The reason cache friendliness matters:
Memory operates significantly more slowly than on contemporary systems. Performance bottlenecks may occur on a CPU that must wait for data to load from RAM. Programming performance can be greatly increased by optimizing code and data structures to use the cache as efficiently as possible.
Example 1:
Let us take an example to illustrate the Cache-friendly code in C++.
#include <iostream>
#include <chrono>
#include <vector>
int main() {
const int size = 10000;
// Dynamically allocate 2D array using vector of vectors
std::vector<std::vector<int>> matrix(size, std::vector<int>(size, 0));
// Cache-friendly: Accessing by row
auto start = std::chrono::high_resolution_clock::now();
for (int row = 0; row < size; row++) {
for (int col = 0; col < size; col++) {
matrix[row][col] += 1; // Row-major access (contiguous in memory)
}
}
auto end = std::chrono::high_resolution_clock::now();
std::chrono::duration<double> diff = end - start;
std::cout << "Cache-friendly row-major time: " << diff.count() << " seconds\n";
return 0;
}
Output:
Cache-friendly row-major time: 0.484802 seconds
Explanation:
In this example, iterations are performed over rows by the outer loop, and over columns by the inner loop.

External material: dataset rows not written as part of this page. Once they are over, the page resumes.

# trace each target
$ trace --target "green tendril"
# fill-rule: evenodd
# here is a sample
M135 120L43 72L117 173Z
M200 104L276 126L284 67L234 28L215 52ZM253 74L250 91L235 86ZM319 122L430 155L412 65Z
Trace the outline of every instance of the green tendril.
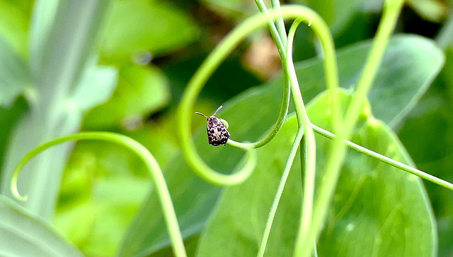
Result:
M277 130L273 130L273 132L268 135L267 138L256 143L238 143L229 139L227 143L229 145L246 150L246 161L244 166L237 172L231 175L226 175L218 173L207 166L196 151L190 133L191 115L193 113L194 103L209 77L239 42L251 32L268 23L269 19L274 20L280 17L285 19L301 18L304 20L307 20L307 23L311 24L311 28L315 34L320 38L321 42L324 42L322 46L325 52L333 53L333 54L326 54L324 56L324 64L326 66L328 66L328 68L326 69L326 72L328 72L326 76L326 82L329 88L338 87L338 80L336 72L337 66L333 41L328 30L328 27L316 12L305 6L282 6L280 10L271 10L268 13L258 13L246 20L231 31L201 64L189 81L178 107L178 120L179 126L178 132L184 157L195 172L209 183L218 186L227 186L239 184L246 179L251 174L251 171L246 168L251 167L253 169L255 163L256 163L253 148L264 145L270 141L280 130L283 121L281 124L277 123L275 128L277 128ZM287 64L288 61L285 63ZM331 80L328 79L328 78L337 78ZM298 87L297 91L299 91L299 95L300 95L300 90ZM285 97L284 101L285 100L289 101L289 95L287 99ZM282 121L285 116L285 108L282 108L278 120L282 119ZM247 162L251 162L251 164L253 163L253 165L246 165Z
M164 213L167 231L172 242L173 253L175 256L178 257L186 256L187 254L185 253L185 249L184 248L183 237L181 236L176 214L175 213L170 196L170 192L165 182L162 171L156 159L154 159L151 153L149 153L143 145L126 136L110 132L83 132L57 138L38 145L30 151L21 162L19 162L19 164L14 169L11 184L13 195L18 200L27 200L28 196L22 196L19 193L17 189L17 181L22 168L28 161L33 158L33 157L53 145L79 140L97 140L117 143L131 150L143 161L143 163L147 167L147 169L149 172L149 174L156 187L161 208Z

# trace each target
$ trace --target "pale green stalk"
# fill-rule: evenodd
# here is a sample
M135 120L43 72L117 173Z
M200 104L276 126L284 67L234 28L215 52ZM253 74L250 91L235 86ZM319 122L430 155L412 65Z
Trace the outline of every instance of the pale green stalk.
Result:
M18 200L26 201L27 196L21 196L17 189L17 181L22 168L33 158L35 155L52 146L68 142L79 140L96 140L108 141L122 145L130 149L135 153L143 162L149 171L152 181L156 188L164 218L166 225L167 232L171 240L171 246L176 256L187 256L184 242L181 236L176 214L171 202L170 192L165 183L165 179L162 174L157 161L149 151L139 142L126 136L117 134L110 132L84 132L76 134L64 136L55 138L42 145L38 145L30 151L19 162L14 169L13 179L11 180L11 193Z
M269 20L269 17L275 19L280 17L280 15L284 18L297 18L300 17L305 20L309 20L308 23L311 24L311 28L316 35L320 38L321 41L323 42L324 44L323 44L323 47L326 48L325 51L326 52L334 52L335 51L332 37L328 31L328 27L321 17L309 8L301 6L283 6L280 11L271 11L268 13L257 14L246 20L229 34L217 47L211 52L211 54L210 54L202 64L189 82L178 112L178 135L181 142L181 149L183 156L188 165L197 174L211 184L218 186L237 184L246 179L250 175L251 172L250 170L242 169L237 173L231 175L223 174L213 170L203 162L196 152L190 133L191 117L194 112L194 102L208 78L239 42L251 32L266 24ZM287 61L287 62L288 61ZM336 70L335 54L326 55L324 64L328 67L326 68L328 73L331 73L333 74L332 76L335 76L336 73L331 71L332 70ZM331 77L331 76L326 74L326 78L328 77ZM336 80L338 81L338 79ZM328 85L330 83L331 83L331 81L326 78L326 83ZM338 85L338 82L336 85ZM299 88L297 88L297 90L299 90ZM300 92L299 92L299 95L300 95ZM296 97L299 97L299 96L297 95ZM303 106L303 104L301 104L301 106ZM299 111L301 110L299 107L297 108ZM241 143L230 139L227 144L247 151L248 161L246 162L246 163L256 162L256 155L253 153L253 148L256 147L256 143ZM253 167L253 165L248 167ZM244 172L244 171L247 172ZM242 175L243 173L245 174ZM241 175L239 176L238 174L241 174ZM234 177L231 177L231 176L234 176Z
M361 109L362 101L366 99L371 84L376 76L377 68L384 54L384 51L391 32L393 32L398 15L403 4L403 0L392 0L385 2L383 18L379 24L376 39L369 56L364 67L363 73L357 83L356 91L352 97L348 108L345 121L338 130L337 138L329 153L324 180L316 198L312 222L307 233L298 235L294 248L294 256L309 256L312 252L312 239L318 238L321 233L321 225L326 219L336 183L340 174L346 149L344 140L348 138L356 123Z

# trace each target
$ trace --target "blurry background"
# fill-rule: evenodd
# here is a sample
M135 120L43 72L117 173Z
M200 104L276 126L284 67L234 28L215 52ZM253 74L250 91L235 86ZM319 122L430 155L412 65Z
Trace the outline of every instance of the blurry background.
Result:
M377 0L282 4L306 4L318 11L329 24L337 48L372 38L382 6ZM396 28L396 32L432 38L445 49L442 71L396 132L419 169L449 181L453 181L452 7L447 0L408 1ZM257 12L251 0L59 4L58 1L0 0L2 193L8 194L7 171L18 158L40 142L77 131L131 136L147 146L165 170L178 151L176 108L185 85L219 42ZM294 61L316 56L316 44L309 30L301 26ZM280 70L273 42L265 30L260 30L219 68L195 108L209 115L239 92L275 77ZM194 128L205 123L197 118ZM35 203L48 202L25 207L52 220L84 253L112 256L149 190L150 179L135 157L116 145L86 141L71 149L56 150L62 155L56 167L48 165L56 162L54 159L35 165L42 172L34 178L51 180L56 185L55 197L42 200L52 193L41 184L35 189L40 191L41 198ZM48 172L64 167L61 175ZM33 179L23 182L22 189L36 185ZM453 193L425 184L438 223L439 256L453 256Z

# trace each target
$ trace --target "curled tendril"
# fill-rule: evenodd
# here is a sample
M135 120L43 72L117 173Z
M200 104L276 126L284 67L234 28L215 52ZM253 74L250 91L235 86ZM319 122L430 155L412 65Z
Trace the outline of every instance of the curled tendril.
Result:
M176 219L176 214L175 213L175 209L171 202L171 198L170 197L170 193L157 161L156 161L156 159L154 159L151 153L149 153L144 146L126 136L110 132L84 132L57 138L38 145L30 151L21 162L19 162L16 169L14 169L11 184L11 193L14 197L23 201L27 200L28 196L22 196L19 193L17 189L17 181L21 170L22 170L22 168L28 161L50 147L59 143L78 140L101 140L117 143L131 150L143 161L143 163L149 172L149 174L152 178L153 183L156 188L162 212L164 213L167 231L172 242L173 253L176 256L187 256L183 241L183 237L181 236L178 220Z
M246 20L234 30L211 52L189 81L183 95L178 110L178 136L184 157L197 174L205 181L219 186L232 185L241 183L251 174L256 163L253 149L264 145L275 136L283 121L277 122L277 129L268 135L266 138L256 143L239 143L231 139L227 145L246 150L246 161L241 169L236 173L226 175L211 169L200 157L195 148L190 133L191 115L193 105L209 77L214 73L220 63L251 32L265 25L269 19L302 18L316 34L321 40L324 52L324 71L326 83L328 88L338 88L338 70L333 40L328 28L322 18L309 8L302 6L282 6L280 10L271 10L268 13L258 13ZM289 95L285 94L285 100L289 100ZM335 109L336 108L333 108ZM279 121L284 120L286 112L280 112ZM282 118L282 119L280 119Z

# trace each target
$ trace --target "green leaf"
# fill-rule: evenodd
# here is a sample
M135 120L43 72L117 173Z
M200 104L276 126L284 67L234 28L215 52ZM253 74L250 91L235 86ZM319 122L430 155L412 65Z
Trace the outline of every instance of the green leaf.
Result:
M342 97L345 102L346 95ZM309 104L307 112L312 122L329 127L328 103L328 95L323 94ZM258 150L258 165L252 177L224 191L202 233L198 256L258 253L267 213L297 129L293 116L269 145ZM353 138L362 146L411 163L393 132L365 112ZM318 191L323 186L331 144L320 136L316 138ZM299 219L300 172L300 165L294 163L271 229L266 256L292 255ZM436 251L435 233L434 217L420 179L351 150L345 157L317 247L323 256L431 256Z
M82 256L41 218L0 196L0 255Z
M26 63L0 35L0 106L11 107L30 83Z
M105 0L35 1L30 34L30 41L36 43L30 47L30 64L35 88L27 94L30 111L21 117L10 138L2 193L11 196L12 171L29 150L79 129L81 113L68 104L68 99L80 89L78 85L108 4ZM29 197L20 205L50 220L70 149L68 144L52 148L23 169L18 186Z
M0 37L10 44L21 58L28 56L28 28L30 1L0 1Z
M338 51L340 85L353 88L360 78L371 42L359 42ZM399 35L389 42L376 79L368 94L374 116L391 126L404 118L440 71L442 51L430 40ZM305 100L326 88L319 60L296 64ZM275 83L282 83L282 80Z
M258 162L251 177L224 190L202 233L197 256L256 256L297 129L297 119L291 115L277 137L257 150ZM294 239L290 239L297 237L301 199L300 162L296 160L271 231L266 256L292 256Z
M349 87L357 80L370 47L370 42L362 42L338 52L343 86ZM379 70L373 85L373 94L377 95L370 95L374 115L393 124L402 119L436 76L442 66L442 52L429 40L404 35L392 38L384 57L384 68ZM321 60L299 63L297 72L306 102L325 88ZM411 83L405 82L406 79L411 79ZM224 104L224 112L217 116L229 122L231 138L255 141L273 125L278 114L282 85L282 79L278 78L263 87L250 89ZM193 119L196 119L195 116ZM230 148L209 145L203 127L195 136L200 154L213 169L230 172L243 153ZM165 175L183 235L188 238L199 233L222 189L198 179L180 155L166 167ZM156 210L159 210L159 203L156 195L152 194L125 238L122 254L149 254L169 245L161 214Z
M418 169L453 181L453 49L446 50L446 62L440 76L409 113L398 136ZM439 256L453 253L453 197L452 191L432 183L425 184L437 220Z
M316 99L308 112L312 122L328 129L325 101L322 97ZM394 133L368 114L367 108L360 115L352 141L414 167ZM331 143L316 138L319 171L325 170ZM435 256L437 227L421 179L355 151L348 153L318 243L319 254ZM322 172L317 175L318 186L321 180Z
M129 60L144 51L154 56L183 47L197 37L198 29L167 2L131 0L114 2L103 33L103 57Z
M73 175L76 172L79 170ZM89 173L93 176L94 171ZM98 177L90 182L82 186L92 191L91 195L81 204L65 203L53 223L84 254L112 256L117 252L121 239L146 197L151 181L131 176L113 176ZM72 206L68 208L68 205Z
M81 81L71 96L74 107L81 112L105 102L113 94L117 83L117 70L111 66L87 67Z
M85 116L85 127L118 126L125 118L152 113L165 107L169 101L170 90L166 79L155 67L123 67L119 77L112 98Z

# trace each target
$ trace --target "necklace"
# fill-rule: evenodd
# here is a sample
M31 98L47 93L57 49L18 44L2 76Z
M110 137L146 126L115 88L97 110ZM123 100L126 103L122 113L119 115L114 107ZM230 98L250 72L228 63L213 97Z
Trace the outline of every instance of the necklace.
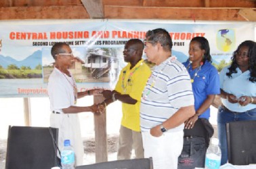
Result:
M148 95L150 93L151 91L152 91L152 88L154 87L154 84L156 84L156 79L158 78L158 75L161 74L163 74L163 71L164 70L164 69L165 68L165 67L167 66L167 64L169 64L169 62L170 62L171 61L173 61L175 60L176 58L175 57L171 57L171 59L170 60L169 60L166 64L165 64L165 65L163 66L162 69L159 71L159 72L157 74L156 76L154 76L154 77L153 78L152 80L152 82L150 84L150 88L148 89L148 91L146 93L146 94L144 94L143 95L143 99L145 99L146 98L147 98L147 97L148 96ZM151 77L153 76L153 74L151 74L150 76L148 78L148 82L147 82L147 84L149 82L149 80L151 78Z
M143 64L143 63L142 62L137 67L135 68L135 69L133 70L133 72L131 72L129 74L128 79L127 79L127 81L125 83L125 75L126 75L126 70L123 71L122 85L121 85L121 87L122 87L123 91L124 91L125 93L126 93L126 89L127 89L127 84L129 85L129 86L131 86L133 84L132 78L131 78L132 76L140 68L140 66L142 64Z
M188 72L192 72L192 68L193 68L193 66L192 66L192 62L190 62L190 64L188 65L188 66L187 66L187 70L188 70ZM191 65L191 71L190 71L190 65ZM193 78L192 78L191 77L191 76L190 76L190 81L191 81L191 82L192 83L193 83L194 82L194 78L197 76L197 74L198 73L198 72L200 71L200 70L201 70L201 68L202 68L202 66L203 65L203 62L200 62L200 66L199 67L196 67L196 68L196 68L196 72L194 72L194 76L193 76Z
M66 74L63 73L61 72L63 74L63 76L65 77L66 80L68 80L68 83L73 88L73 93L74 93L74 104L77 104L77 87L76 84L76 82L74 80L73 76L70 74L70 78L72 79L72 82L70 82L68 78L67 78L67 75ZM69 77L69 76L68 76Z

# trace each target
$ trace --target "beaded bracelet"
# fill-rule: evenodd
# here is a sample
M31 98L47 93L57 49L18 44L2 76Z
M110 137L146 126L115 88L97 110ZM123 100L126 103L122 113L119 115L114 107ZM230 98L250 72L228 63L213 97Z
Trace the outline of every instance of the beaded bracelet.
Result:
M254 101L254 99L253 97L251 97L251 103L253 103Z

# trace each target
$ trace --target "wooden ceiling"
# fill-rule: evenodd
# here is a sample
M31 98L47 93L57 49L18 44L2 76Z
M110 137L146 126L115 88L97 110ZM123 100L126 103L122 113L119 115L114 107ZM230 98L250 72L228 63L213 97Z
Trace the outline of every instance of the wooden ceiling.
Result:
M256 0L0 0L0 20L256 22Z

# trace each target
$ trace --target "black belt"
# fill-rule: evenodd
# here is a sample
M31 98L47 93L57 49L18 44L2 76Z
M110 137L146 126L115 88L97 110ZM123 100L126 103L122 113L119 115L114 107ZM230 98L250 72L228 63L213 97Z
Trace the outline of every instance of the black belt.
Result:
M227 107L226 107L225 105L223 105L223 104L221 104L221 107L225 110L226 111L228 111L228 112L230 112L230 113L233 113L233 114L240 114L240 113L242 113L242 112L233 112L233 111L231 111L230 110L228 109Z
M61 113L60 113L60 112L55 112L55 111L52 111L52 113L53 113L53 114L61 114Z

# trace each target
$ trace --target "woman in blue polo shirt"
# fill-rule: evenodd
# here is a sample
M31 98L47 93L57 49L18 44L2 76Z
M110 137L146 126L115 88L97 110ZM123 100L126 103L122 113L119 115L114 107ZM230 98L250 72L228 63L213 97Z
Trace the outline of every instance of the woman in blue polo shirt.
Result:
M193 38L188 53L189 58L183 64L190 75L196 114L185 122L184 137L203 137L207 147L214 131L209 122L210 105L215 95L220 93L219 78L217 69L211 64L207 39L201 37ZM204 160L202 163L204 165Z

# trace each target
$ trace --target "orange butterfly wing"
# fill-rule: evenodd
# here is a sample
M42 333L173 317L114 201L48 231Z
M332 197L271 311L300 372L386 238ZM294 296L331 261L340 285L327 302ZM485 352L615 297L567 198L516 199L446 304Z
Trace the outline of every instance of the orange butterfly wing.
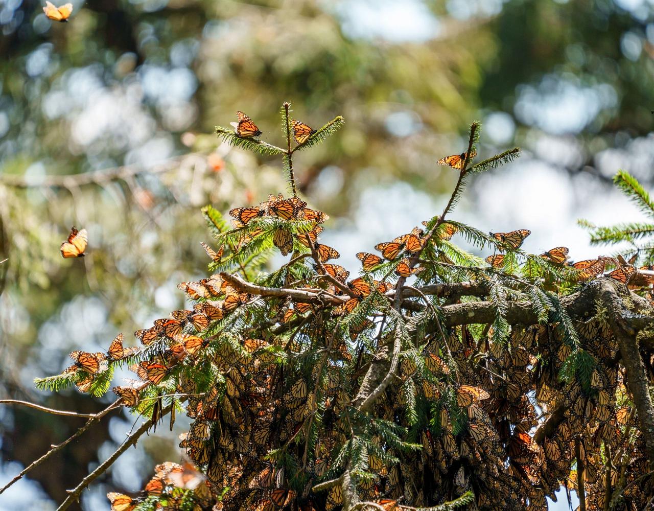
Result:
M379 256L368 252L360 252L356 255L356 258L361 261L361 264L366 272L370 272L384 261Z
M315 133L315 130L312 130L309 126L300 120L294 119L291 121L290 126L293 128L293 138L295 139L295 143L298 145L303 144L309 140L309 137Z
M261 130L257 128L256 124L252 122L252 119L248 117L241 111L236 113L238 118L238 123L236 124L236 134L239 137L248 138L249 137L258 137L261 135ZM234 123L232 123L233 125Z
M61 243L60 251L64 258L69 257L83 257L86 249L88 236L86 229L78 231L75 226L71 228L68 239Z

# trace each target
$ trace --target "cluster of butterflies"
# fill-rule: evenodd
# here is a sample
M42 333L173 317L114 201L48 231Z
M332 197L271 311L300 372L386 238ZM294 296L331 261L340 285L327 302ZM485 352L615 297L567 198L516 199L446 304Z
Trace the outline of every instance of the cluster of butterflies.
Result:
M520 248L525 238L531 234L526 229L519 229L510 232L490 233L490 235L498 241L500 250L517 250ZM628 283L631 277L636 272L636 267L632 263L636 260L636 255L629 262L621 260L620 258L606 257L600 256L596 259L586 259L577 262L570 262L568 260L569 250L567 247L555 247L551 250L543 252L540 256L549 262L568 267L577 270L577 279L587 280L602 275L607 265L617 266L615 270L607 273L606 276L623 284ZM486 258L485 261L493 268L501 268L504 263L504 254L494 254ZM641 270L648 270L649 266L643 266Z
M275 246L283 255L287 255L293 250L293 240L296 239L304 247L315 249L320 261L323 262L340 257L340 254L336 249L317 243L318 236L323 230L320 224L328 220L329 217L322 211L307 207L307 203L298 197L285 199L282 194L277 196L269 195L268 200L261 202L258 205L235 207L230 211L230 215L234 218L232 222L234 227L239 229L246 227L255 219L266 216L277 217L283 220L312 220L315 222L315 227L303 234L293 234L283 228L275 229L273 233L273 243ZM248 230L247 234L241 238L241 244L250 241L262 232L263 230L259 228ZM211 256L211 255L209 255Z
M237 112L236 116L238 120L230 124L234 127L237 136L241 138L250 138L258 137L262 134L262 131L256 124L243 112L241 111ZM298 145L303 144L316 132L315 130L296 119L291 120L290 128L293 130L293 139Z
M192 493L191 500L186 498L190 493ZM111 511L133 511L152 495L158 498L159 504L163 504L158 509L169 511L202 511L213 501L206 477L188 461L183 465L170 461L158 465L154 467L154 476L146 484L141 493L140 497L131 497L111 491L107 494L107 498L111 503Z

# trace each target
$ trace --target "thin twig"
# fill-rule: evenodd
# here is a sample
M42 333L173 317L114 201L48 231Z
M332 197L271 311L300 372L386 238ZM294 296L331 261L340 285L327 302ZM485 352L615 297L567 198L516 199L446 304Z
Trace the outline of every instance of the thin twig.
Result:
M21 404L23 406L34 408L35 410L41 410L41 412L46 412L55 415L81 417L86 419L92 419L97 415L96 414L78 414L77 412L67 412L66 410L55 410L54 408L48 408L46 406L41 406L40 404L37 404L36 403L31 403L29 401L20 401L17 399L0 399L0 404Z
M293 196L298 196L298 188L295 186L295 174L293 173L293 151L290 149L290 122L288 118L288 111L290 109L290 103L288 101L284 102L284 123L286 130L286 142L288 143L288 149L286 150L286 158L288 160L288 174L290 176L290 186L293 189Z
M36 467L39 467L40 465L43 463L43 462L44 462L46 459L48 459L50 456L52 456L56 452L60 451L64 447L70 444L73 440L75 440L78 437L82 435L84 433L84 432L86 431L86 430L88 430L90 427L91 427L91 426L95 421L99 420L105 415L109 414L111 410L119 408L120 407L119 403L120 402L121 400L122 399L116 400L111 404L110 404L109 406L105 408L103 410L96 414L95 417L89 419L86 424L84 424L82 427L78 429L71 436L69 437L67 440L62 442L61 444L58 444L56 446L52 446L50 449L48 451L48 452L46 452L45 454L44 454L38 459L30 463L27 467L26 467L25 468L21 470L20 473L18 474L18 476L12 479L2 488L0 488L0 493L2 493L3 491L5 491L5 490L6 490L10 486L13 485L15 482L20 480L23 477L23 476L24 476L28 472L29 472L33 468L35 468Z
M167 406L163 410L160 415L158 417L158 419L167 415L168 412L170 412L172 408L172 405ZM125 451L131 447L133 445L136 444L137 441L141 438L144 433L148 431L150 427L152 426L152 419L148 419L147 421L144 422L136 431L130 434L122 444L111 454L109 457L105 459L102 463L101 463L95 470L89 474L86 477L82 480L82 482L78 484L73 489L67 490L69 493L68 497L66 499L61 502L61 504L57 508L57 511L63 511L65 509L68 509L71 505L79 499L80 495L82 491L86 488L88 485L92 483L95 479L99 477L101 475L104 474L107 469L114 462L120 457L120 455L122 454Z

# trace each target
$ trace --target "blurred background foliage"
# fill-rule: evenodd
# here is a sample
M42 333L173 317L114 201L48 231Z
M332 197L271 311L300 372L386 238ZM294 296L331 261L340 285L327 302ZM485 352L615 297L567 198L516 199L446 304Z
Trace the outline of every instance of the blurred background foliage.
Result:
M654 181L651 0L73 4L71 22L57 24L39 1L0 0L0 396L99 410L75 391L37 392L32 380L63 369L71 349L106 349L118 332L184 306L177 283L206 273L202 205L224 211L284 190L276 162L213 134L237 109L277 144L284 100L313 127L345 116L337 135L295 162L301 193L332 217L331 241L347 241L348 230L397 235L389 211L410 215L409 226L422 219L415 210L433 215L431 198L455 177L435 160L463 150L473 119L485 125L482 152L521 145L523 175L562 183L532 181L543 203L569 193L570 203L606 209L619 167ZM531 222L535 213L508 205L523 203L519 185L498 183L478 183L471 214L494 227ZM550 213L538 215L560 236ZM88 230L89 255L63 260L72 224ZM133 419L87 433L0 508L53 508ZM0 482L77 422L0 408ZM84 508L107 508L108 489L133 491L152 461L179 459L165 438L124 457Z

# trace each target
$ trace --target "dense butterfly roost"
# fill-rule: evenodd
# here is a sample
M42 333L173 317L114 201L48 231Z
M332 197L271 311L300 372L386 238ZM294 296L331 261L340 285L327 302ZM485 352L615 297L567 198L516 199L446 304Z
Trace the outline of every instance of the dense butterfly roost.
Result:
M293 152L342 120L315 132L288 111L288 150L254 139L241 113L236 132L216 131L283 155L294 190ZM155 424L169 408L171 423L175 411L193 419L180 444L192 464L158 466L136 497L110 493L114 511L546 510L562 484L589 510L651 502L640 357L650 368L651 308L627 285L650 277L634 261L570 264L562 247L529 254L528 230L487 234L447 217L469 176L518 154L473 166L479 132L439 162L459 171L443 211L358 254L352 279L319 242L328 216L296 195L232 209L233 228L204 208L220 249L203 244L209 278L180 285L192 310L137 332L138 348L119 335L107 353L74 352L39 381L102 394L116 364L133 363L139 381L113 389L122 404ZM455 236L490 247L490 266ZM275 249L289 259L265 272Z

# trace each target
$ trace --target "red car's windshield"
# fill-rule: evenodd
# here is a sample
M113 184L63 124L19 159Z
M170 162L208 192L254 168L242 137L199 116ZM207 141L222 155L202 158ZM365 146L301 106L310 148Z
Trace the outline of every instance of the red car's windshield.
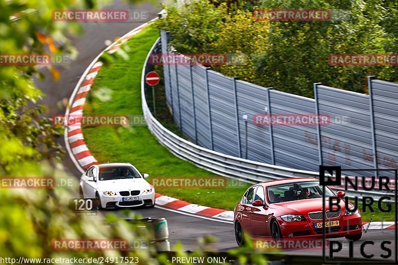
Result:
M270 186L267 188L268 200L270 203L294 200L320 198L322 196L322 187L319 181L302 181L287 183ZM334 194L327 187L325 188L326 197Z

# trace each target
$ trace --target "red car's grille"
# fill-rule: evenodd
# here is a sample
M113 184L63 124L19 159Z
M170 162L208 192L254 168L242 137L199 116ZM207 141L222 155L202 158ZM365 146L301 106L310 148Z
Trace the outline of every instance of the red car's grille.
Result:
M326 211L326 218L328 219L336 218L340 216L340 211ZM315 212L309 213L308 216L310 219L312 220L321 220L323 218L323 212Z

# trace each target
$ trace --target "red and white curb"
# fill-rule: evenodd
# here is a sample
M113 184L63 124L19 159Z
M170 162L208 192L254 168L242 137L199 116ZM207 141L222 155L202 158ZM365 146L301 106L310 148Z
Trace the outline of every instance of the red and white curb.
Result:
M109 53L115 52L128 39L145 27L148 23L141 25L119 38L105 49L90 64L75 88L69 99L70 109L69 107L67 108L65 116L71 115L73 115L74 117L77 118L83 116L83 105L86 102L86 96L89 93L98 71L102 65L102 63L98 61L100 57L104 52ZM98 164L98 161L90 153L85 143L81 124L77 123L73 126L66 128L64 138L65 145L69 156L82 174L92 165ZM228 223L232 223L233 222L234 213L232 211L199 205L159 193L156 193L155 197L156 198L155 207L157 208L218 222ZM394 222L371 223L364 222L363 223L363 229L365 230L393 229L395 228Z
M148 23L141 25L119 38L105 49L93 61L75 88L69 99L70 107L67 108L65 116L67 117L70 115L73 115L74 118L78 118L83 116L83 106L86 102L86 97L88 94L94 83L94 80L102 65L102 63L98 61L100 56L104 52L113 53L116 52L124 42L140 32L148 25ZM86 145L81 124L76 123L73 126L66 128L64 140L69 156L82 174L93 165L98 164L98 161L92 155ZM219 222L231 223L233 221L233 212L232 211L199 205L159 193L156 193L155 197L156 198L155 207L158 208Z

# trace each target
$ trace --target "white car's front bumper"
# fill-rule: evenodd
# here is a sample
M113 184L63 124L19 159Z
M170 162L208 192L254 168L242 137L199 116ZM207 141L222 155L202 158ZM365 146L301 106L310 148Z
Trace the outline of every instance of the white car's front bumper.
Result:
M102 208L114 208L116 207L138 207L143 205L151 206L155 203L155 190L149 193L143 193L143 191L137 195L122 196L120 193L116 192L114 196L104 195L102 192L100 192L101 199L101 205ZM138 197L138 200L123 201L123 198L129 197Z

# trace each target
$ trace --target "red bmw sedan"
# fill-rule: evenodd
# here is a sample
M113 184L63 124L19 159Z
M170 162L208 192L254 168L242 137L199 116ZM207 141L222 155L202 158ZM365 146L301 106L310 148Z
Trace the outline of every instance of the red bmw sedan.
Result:
M362 235L362 218L359 210L340 200L340 209L329 211L329 199L340 198L344 191L335 194L325 187L327 238L343 237L359 240ZM323 232L322 189L316 178L298 178L272 180L253 185L235 207L235 235L239 246L244 234L274 240L321 238Z

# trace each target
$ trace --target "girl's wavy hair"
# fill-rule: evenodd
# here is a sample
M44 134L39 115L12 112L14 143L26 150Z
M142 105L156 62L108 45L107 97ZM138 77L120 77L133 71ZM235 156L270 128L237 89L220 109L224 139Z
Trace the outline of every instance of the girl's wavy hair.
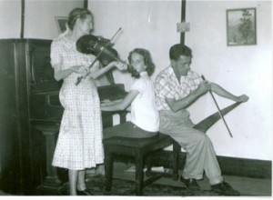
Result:
M69 27L70 30L73 30L76 21L78 18L85 19L85 18L86 18L87 15L92 16L92 13L88 9L80 8L80 7L74 8L69 13L68 20L67 20L67 26Z
M147 75L150 76L154 73L156 66L155 66L155 64L153 63L153 60L152 60L149 51L143 49L143 48L135 48L133 51L131 51L129 53L129 55L128 55L128 61L129 61L130 65L131 65L132 55L134 53L136 53L143 56L144 64L145 64L145 65L147 65L146 71L147 72ZM131 73L133 77L136 77L136 78L140 77L139 73L136 72L136 70L134 69L131 65L128 66L128 71Z

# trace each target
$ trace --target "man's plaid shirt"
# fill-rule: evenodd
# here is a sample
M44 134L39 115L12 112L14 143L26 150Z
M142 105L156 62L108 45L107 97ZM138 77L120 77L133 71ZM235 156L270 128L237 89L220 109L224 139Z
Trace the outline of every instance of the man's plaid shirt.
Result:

The output is contiguous memory access in a row-major order, which is very optimal and maximizes cache usage.
Example 2:
Let us take another example to illustrate the Cache-friendly code in C++ .
#include <iostream>
#include <chrono>
#include <vector>
int main() {
const int size = 10000;
// Dynamically allocate 2D array using vector of vectors
std::vector<std::vector<int>> matrix(size, std::vector<int>(size, 0));
// Cache-unfriendly: Accessing by column
auto start = std::chrono::high_resolution_clock::now();
for (int col = 0; col < size; col++) {
for (int row = 0; row < size; row++) {
matrix[row][col] += 1; // Column-major access (non-contiguous in memory)
}
}
auto end = std::chrono::high_resolution_clock::now();
std::chrono::duration<double> diff = end - start;
std::cout << "Cache-unfriendly column-major time: " << diff.count() << " seconds\n";
return 0;
}
Output:
Cache-unfriendly column-major time: 0.96013 seconds
Explanation:
This example's 2D array is less cache-friendly because we access it column by column due to non-contiguous memory access. Because 2D arrays are stored in C++ in row-major order, accessing elements in a column-major style often leads to cache misses.
Example 3:
Let us take another example to illustrate the Cache-friendly code in C++.
#include <iostream>
#include <chrono>
#include <vector>
int main() {
const int size = 10000;
// Dynamically allocate 2D array using vector of vectors
std::vector<std::vector<int>> matrix(size, std::vector<int>(size, 0));
// Cache-friendly: Accessing by row
auto start = std::chrono::high_resolution_clock::now();
for (int row = 0; row < size; row++) {
for (int col = 0; col < size; col++) {
matrix[row][col] += 1; // Row-major access (contiguous in memory)
}
}
auto end = std::chrono::high_resolution_clock::now();
std::chrono::duration<double> diff = end - start;
std::cout << "Cache-friendly row-major time: " << diff.count() << " seconds\n";
return 0;
}
Output:
Cache-friendly row-major time: 0.587543 seconds
Explanation:
- Allocating the Matrix: Because of the size of the matrix, it is best to dynamically allocate it using std::vector to avoid stack overflow issues.
- Memory Access Optimization: Use row-major loops for memory access because iteration first over rows and then columns exploits data localization similarly done in C++. Enhancing memory continuity localization reduces cache missing that quickens the process.
Conclusion:
In conclusion, cache-friendly code is an important concept in optimizing performance, especially with huge data structures like 2D arrays in C++. Cache-friendly programming tries to ensure proper cache hits while maintaining coherent and timely data access by using both temporal and spatial locality when accessing memory. It can greatly enhance cache efficiency because it allows the use of rows to sequentially organize memory. When the code is written to access elements, it helps the CPU fill cache lines fast so that there is no need to keep visiting slower main memory for longer periods. However, cache-unfriendly patterns, such as column-major access, may result in poor performance because they cause frequent cache misses and fragmented memory accesses.